Actor Mark Ruffalo, who starred in a Roundabout revival of “The Price” on Broadway in 2017, commented on Twitter, “Rest in peace, Mr. Haimes.” “You had a great, kind soul. I appreciate the opportunity to work with you at the Roundabout. The theater community and on Broadway will miss you. 

Broadway shows under Haimes’ 39-year tenure include “The Real Thing” with Ewan McGregor, “A Soldier’s Play” with David Alan Grier and “On the Twentieth Century” with Kristin Chenoweth. Other triumphs include ”The Humans,” the 2011 revival of “Anything Goes” with Sutton Foster and “Nine” with Jane Krakowski. 

Roundabout had a long, successful history with “Cabaret,” reviving it in 1998 with the Sam Mendes and Rob Marshall-directed version starring Alan Cumming and Natasha Richardson and then reviving it again with Cumming and Sienna Miller in 2014. 
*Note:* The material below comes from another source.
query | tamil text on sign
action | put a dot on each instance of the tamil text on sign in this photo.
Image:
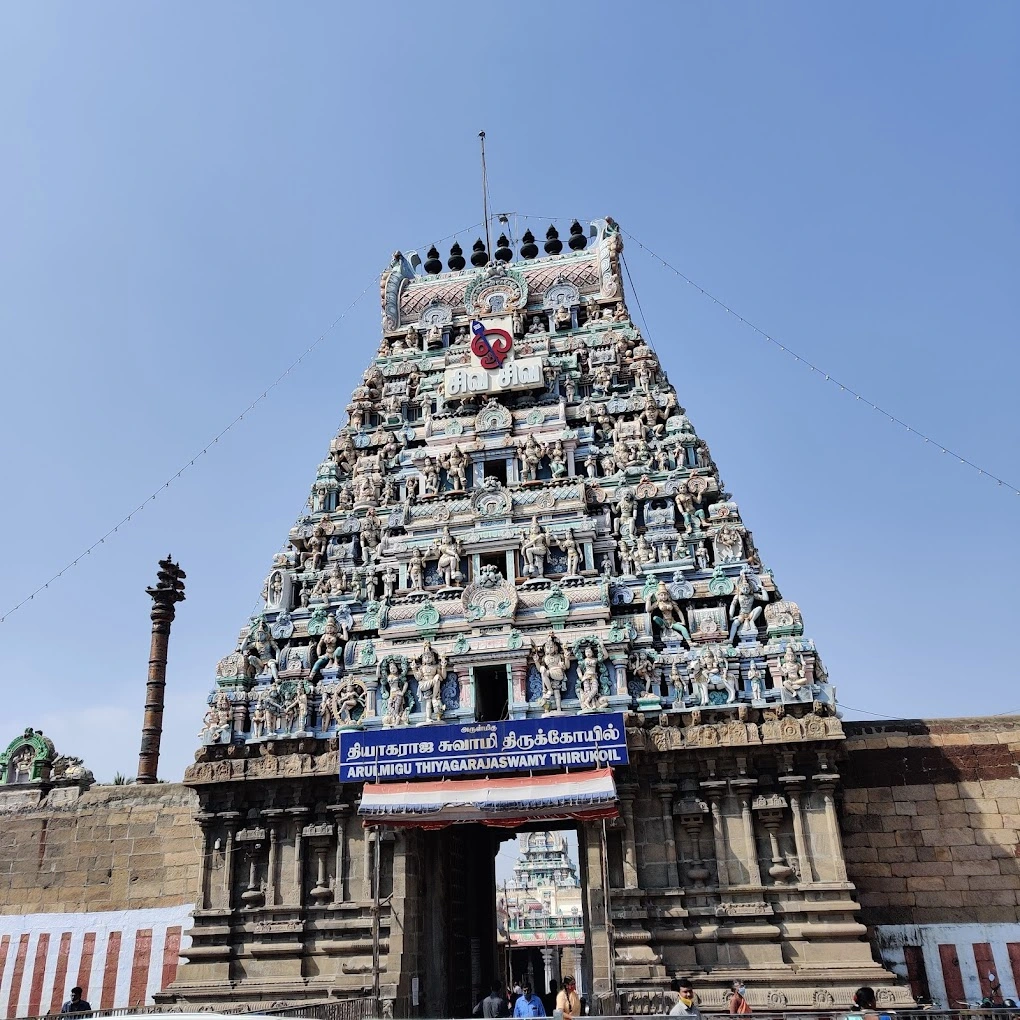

During Haimes’s tenure, Roundabout shows won 34 Tony Awards, 58 Drama Desk Awards, 73 Outer Critics Circle Awards, 21 Lucille Lortel Awards and 14 Obie Awards. 

Haimes was a Yale MBA who was appointed Roundabout executive director in 1983 to a company that had been in Chapter 11 since 1977 and was evicted from its space on 23rd Street. By 1991, Haimes had Roundabout operating its own venue at its first Broadway home at the now-closed Criterion Center at Broadway and 45th Street. 

The company’s early successes include “Anna Christie” starring Liam Neeson and Richardson, and a revival of “She Loves Me,” both in 1993. He instituted the Early Curtain series in 1993, which saw 7 p.m. openings to attract the after-work crowd. 

Roundabout grew to encompass the American Airlines Theatre, the Studio 54 theater, the Stephen Sondheim Theatre and the off-Broadway Laura Pels Theatre and another black box in the basement of the Pels. 

His leadership included outreach and education programs and also provided a home to emerging playwrights as part of the Roundabout Underground program. Alumni include Stephen Karam, Lindsey Ferrentino, Steven Levenson, Joshua Harmon and Ming Peiffer. 

“He changed my life, and the lives of countless others in New York theater. We all mourn his loss,” wrote Warren Leight, whose play “Side Man” made it to Broadway in 1998 thanks to Haimes. 

He is survived by his wife, Jeanne-Marie Haimes; a daughter, Hilary Haimes; a son, Andrew Haimes; two stepdaughters and three grandsons and a granddaughter.